Auto Model data set split using choice (e.g. linear sampling)

tomMEM
tomMEM New Altair Community Member
edited November 5 in Community Q&A
Hello, I wonder if it is possible to indicate e.g. linear sampling split for the training and test data set generation within the module "Auto Model".
Somehow the predicted values are far to good, so that the it would be better for my data set to use linear sampling to split the data set.
Of course it would be possible to do so after Auto Model using the stored process, but for convince it might better to chose first hand.
Thank you.

Best Answer

  • Caperez
    Caperez Altair Community Member
    Answer ✓
    Hi @behnish
    The Auto model perform a lot of operations automatically using a standard good practices for ML. Each model created using these good practices has a lot of parameters and its unmanageable from a panel.
    the best solution is to run a Auto model and then go into the model and adap it

    Regards.

Answers

  • Caperez
    Caperez Altair Community Member
    Answer ✓
    Hi @behnish
    The Auto model perform a lot of operations automatically using a standard good practices for ML. Each model created using these good practices has a lot of parameters and its unmanageable from a panel.
    the best solution is to run a Auto model and then go into the model and adap it

    Regards.
  • tomMEM
    tomMEM New Altair Community Member
    Hello @ceaperez, thank u for the prompt response. Indeed, the Auto model gives a great overview about models and feature sets. Then that is the way to do it - adapt it afterwards.
    Best. T
  • tomMEM
    tomMEM New Altair Community Member

    Hello, it looks like the Auto model is designed to extract interleaved training and test sets at a ratio of 0.6 to 0.4 over the whole example set range. The model gives then a very good regression with my dataset. 

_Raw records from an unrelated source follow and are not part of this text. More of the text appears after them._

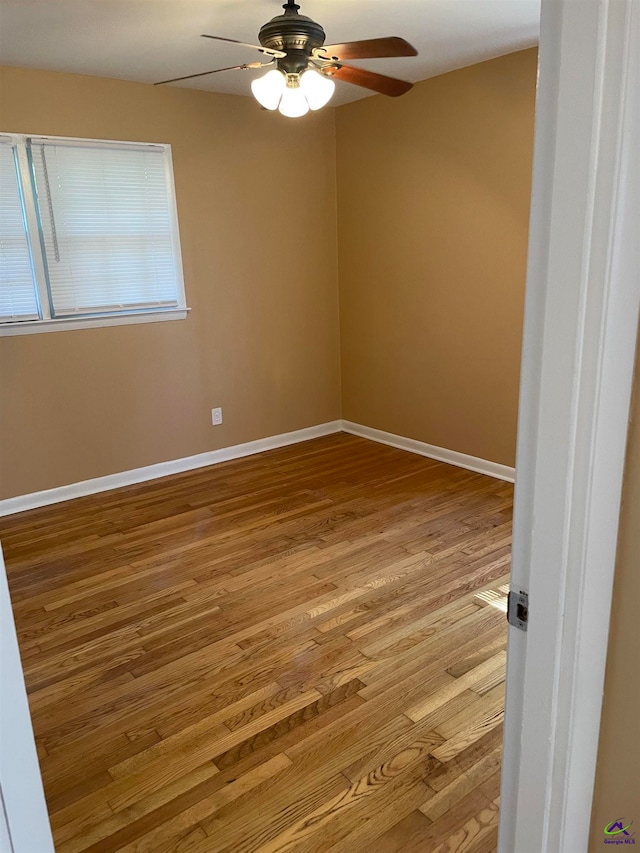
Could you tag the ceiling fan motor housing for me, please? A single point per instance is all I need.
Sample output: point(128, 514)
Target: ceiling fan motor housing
point(296, 35)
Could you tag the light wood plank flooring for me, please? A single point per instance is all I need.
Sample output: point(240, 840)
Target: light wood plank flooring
point(298, 651)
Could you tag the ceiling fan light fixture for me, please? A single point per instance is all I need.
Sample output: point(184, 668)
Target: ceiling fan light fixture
point(317, 87)
point(293, 103)
point(268, 90)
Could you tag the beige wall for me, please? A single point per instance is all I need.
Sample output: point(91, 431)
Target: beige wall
point(433, 204)
point(617, 791)
point(262, 339)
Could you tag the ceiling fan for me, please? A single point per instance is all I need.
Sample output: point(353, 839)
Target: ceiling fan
point(304, 68)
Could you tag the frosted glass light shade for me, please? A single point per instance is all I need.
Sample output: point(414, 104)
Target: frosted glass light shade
point(268, 90)
point(317, 88)
point(293, 103)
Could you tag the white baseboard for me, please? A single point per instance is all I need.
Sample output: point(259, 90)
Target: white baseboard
point(462, 460)
point(163, 469)
point(237, 451)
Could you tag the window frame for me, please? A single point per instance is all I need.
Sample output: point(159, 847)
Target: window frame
point(48, 323)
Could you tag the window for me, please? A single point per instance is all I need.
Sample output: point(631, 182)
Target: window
point(88, 234)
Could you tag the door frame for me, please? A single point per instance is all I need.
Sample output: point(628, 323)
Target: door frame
point(23, 810)
point(579, 345)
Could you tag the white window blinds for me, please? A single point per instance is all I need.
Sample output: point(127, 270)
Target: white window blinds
point(17, 285)
point(107, 227)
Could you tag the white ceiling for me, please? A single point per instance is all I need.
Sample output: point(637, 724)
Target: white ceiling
point(150, 40)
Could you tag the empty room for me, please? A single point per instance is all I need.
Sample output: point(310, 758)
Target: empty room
point(261, 329)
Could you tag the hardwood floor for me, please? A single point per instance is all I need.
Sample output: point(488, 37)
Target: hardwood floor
point(298, 651)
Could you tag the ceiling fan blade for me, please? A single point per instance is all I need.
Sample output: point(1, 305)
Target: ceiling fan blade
point(215, 71)
point(370, 80)
point(267, 50)
point(370, 49)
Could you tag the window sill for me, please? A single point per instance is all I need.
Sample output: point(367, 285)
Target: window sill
point(35, 327)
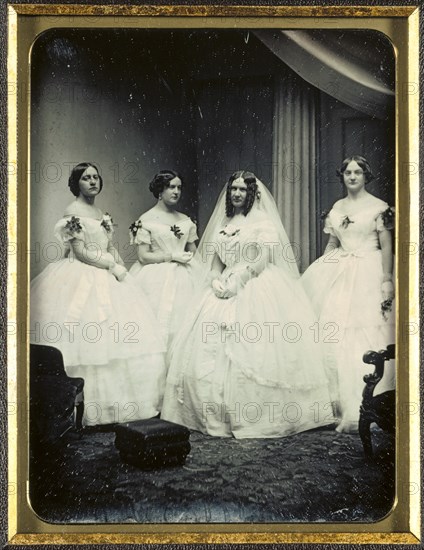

    Creating the Model based on training and testing data sets using linear sampling (0.9 -0.1) resulted in an about 4 times worse performance. This indicates that the model needs further steps to get more generalized and the importance of the training set preparation.

    Thus, it would be still nice to have a choice for data set splitting in the Auto model.

    In addition, the problem remains how to further optimize the Model to get more generalized. One way could be to run the Model using a variety of data set splitting to optimize the Model parameters or to add random noise levels into the data, like in Image recognition approaches.